No SearchAttachmentText or SearchAttachment field for indexed PDF

No SearchAttachmentText or SearchAttachment field for indexed PDF documents

Peter Gustafsson

Vote:

expand_less 0 expand_more

Using

EPiServer.Find 13.0.1

EPiServer.Find.Cms.AttachmentFilter 13.0.1

And I have installed the Adobe PDF iFilter 64 11.0.01 on my laptop and restarted.

PDF files are stored as a type called TextBasedMedia when uploaded to the Episerver media folder.

[ContentType(GUID = "31F37C34-895D-4F39-BA8C-78FC1741E854")]
[MediaDescriptor(ExtensionString = "txt,pdf,doc,docx,ppt,pptx,xls,xlsx")]
[IndexInContentAreas]
public class TextBasedMedia : GenericMedia 
{}

// And GenericMedia is...
public class GenericMedia : MediaData
{
     /// 
     /// Gets or sets the description.
     /// 
     public virtual String Description { get; set; }
}

When inspecting TextBasedMedia in the index I cant't see any readable content from the PDF-file

SearchAttachmentText$$String is missing

as is SearchAttachment$$Attachment

Shouldn't there be a SearchAttachmentText$$String field at least?

I have cleared and re-indexed my developer index.

I'm able to perform a free-text search and get relevant hits matching text inside the indexed PDF-files using UnifiedSearch.

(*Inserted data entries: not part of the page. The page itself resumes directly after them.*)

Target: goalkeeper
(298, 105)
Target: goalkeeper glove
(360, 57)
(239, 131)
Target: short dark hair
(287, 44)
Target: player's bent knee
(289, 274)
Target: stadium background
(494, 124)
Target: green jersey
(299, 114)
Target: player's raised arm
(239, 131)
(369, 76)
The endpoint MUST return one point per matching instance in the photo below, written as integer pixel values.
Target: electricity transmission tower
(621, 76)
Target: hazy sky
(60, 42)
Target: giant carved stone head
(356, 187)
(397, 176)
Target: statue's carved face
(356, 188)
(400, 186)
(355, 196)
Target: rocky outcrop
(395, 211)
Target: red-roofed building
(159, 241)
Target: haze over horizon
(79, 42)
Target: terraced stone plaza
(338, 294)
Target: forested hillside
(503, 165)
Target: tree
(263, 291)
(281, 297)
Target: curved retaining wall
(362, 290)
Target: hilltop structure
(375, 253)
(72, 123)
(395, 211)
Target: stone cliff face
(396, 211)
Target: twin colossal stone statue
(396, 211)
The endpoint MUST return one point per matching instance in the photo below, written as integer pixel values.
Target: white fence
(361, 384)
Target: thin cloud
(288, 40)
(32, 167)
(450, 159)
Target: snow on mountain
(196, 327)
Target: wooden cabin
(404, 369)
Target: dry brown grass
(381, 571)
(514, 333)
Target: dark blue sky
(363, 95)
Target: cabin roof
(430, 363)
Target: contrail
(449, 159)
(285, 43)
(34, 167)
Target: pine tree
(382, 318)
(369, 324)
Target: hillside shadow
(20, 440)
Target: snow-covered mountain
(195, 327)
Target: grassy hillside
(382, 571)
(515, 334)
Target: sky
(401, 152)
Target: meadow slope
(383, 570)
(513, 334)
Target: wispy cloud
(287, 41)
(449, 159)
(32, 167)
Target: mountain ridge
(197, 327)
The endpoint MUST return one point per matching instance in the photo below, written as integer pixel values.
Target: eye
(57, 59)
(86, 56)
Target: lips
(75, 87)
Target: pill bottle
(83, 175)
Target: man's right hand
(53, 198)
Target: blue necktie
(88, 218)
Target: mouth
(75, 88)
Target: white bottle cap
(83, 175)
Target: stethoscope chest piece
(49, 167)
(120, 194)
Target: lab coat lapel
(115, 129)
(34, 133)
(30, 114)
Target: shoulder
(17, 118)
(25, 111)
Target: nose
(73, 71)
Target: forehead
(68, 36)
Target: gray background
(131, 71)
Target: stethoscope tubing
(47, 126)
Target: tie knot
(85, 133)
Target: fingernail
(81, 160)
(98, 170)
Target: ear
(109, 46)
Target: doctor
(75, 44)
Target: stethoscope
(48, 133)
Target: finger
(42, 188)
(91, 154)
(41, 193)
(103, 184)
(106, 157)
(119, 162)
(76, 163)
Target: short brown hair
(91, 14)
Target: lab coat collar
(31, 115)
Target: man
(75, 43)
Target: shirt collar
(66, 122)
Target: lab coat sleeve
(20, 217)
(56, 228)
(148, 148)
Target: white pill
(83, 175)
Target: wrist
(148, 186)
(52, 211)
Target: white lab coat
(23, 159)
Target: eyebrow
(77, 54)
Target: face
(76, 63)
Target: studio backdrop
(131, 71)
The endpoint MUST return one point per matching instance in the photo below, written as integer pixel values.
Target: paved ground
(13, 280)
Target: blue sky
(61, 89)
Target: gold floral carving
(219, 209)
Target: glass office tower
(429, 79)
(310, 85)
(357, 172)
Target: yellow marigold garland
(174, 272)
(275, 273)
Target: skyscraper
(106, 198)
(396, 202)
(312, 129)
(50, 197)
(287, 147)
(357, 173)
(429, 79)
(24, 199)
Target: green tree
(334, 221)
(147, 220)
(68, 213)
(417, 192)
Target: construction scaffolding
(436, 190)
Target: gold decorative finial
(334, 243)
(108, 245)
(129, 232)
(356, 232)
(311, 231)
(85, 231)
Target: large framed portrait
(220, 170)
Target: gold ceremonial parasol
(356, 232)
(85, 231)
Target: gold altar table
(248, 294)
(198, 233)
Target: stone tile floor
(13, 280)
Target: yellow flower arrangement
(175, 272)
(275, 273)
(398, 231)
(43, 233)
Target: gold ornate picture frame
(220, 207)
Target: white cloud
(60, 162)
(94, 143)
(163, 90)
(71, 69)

But as I understand I would get a better search relevancy using the attachment helper (EPiServer.Find.Cms.AttachmentFilter)?

What am I missing?

#194657

Jun 27, 2018 14:23

Vote:

expand_less 0 expand_more

How did you solve this Peter?

#198570

Oct 31, 2018 12:27

Peter Gustafsson

Vote:

expand_less 0 expand_more

I'm afraid I never found an answer to my question and ended up simply not using EPiServer.Find.Cms.AttachmentFilter.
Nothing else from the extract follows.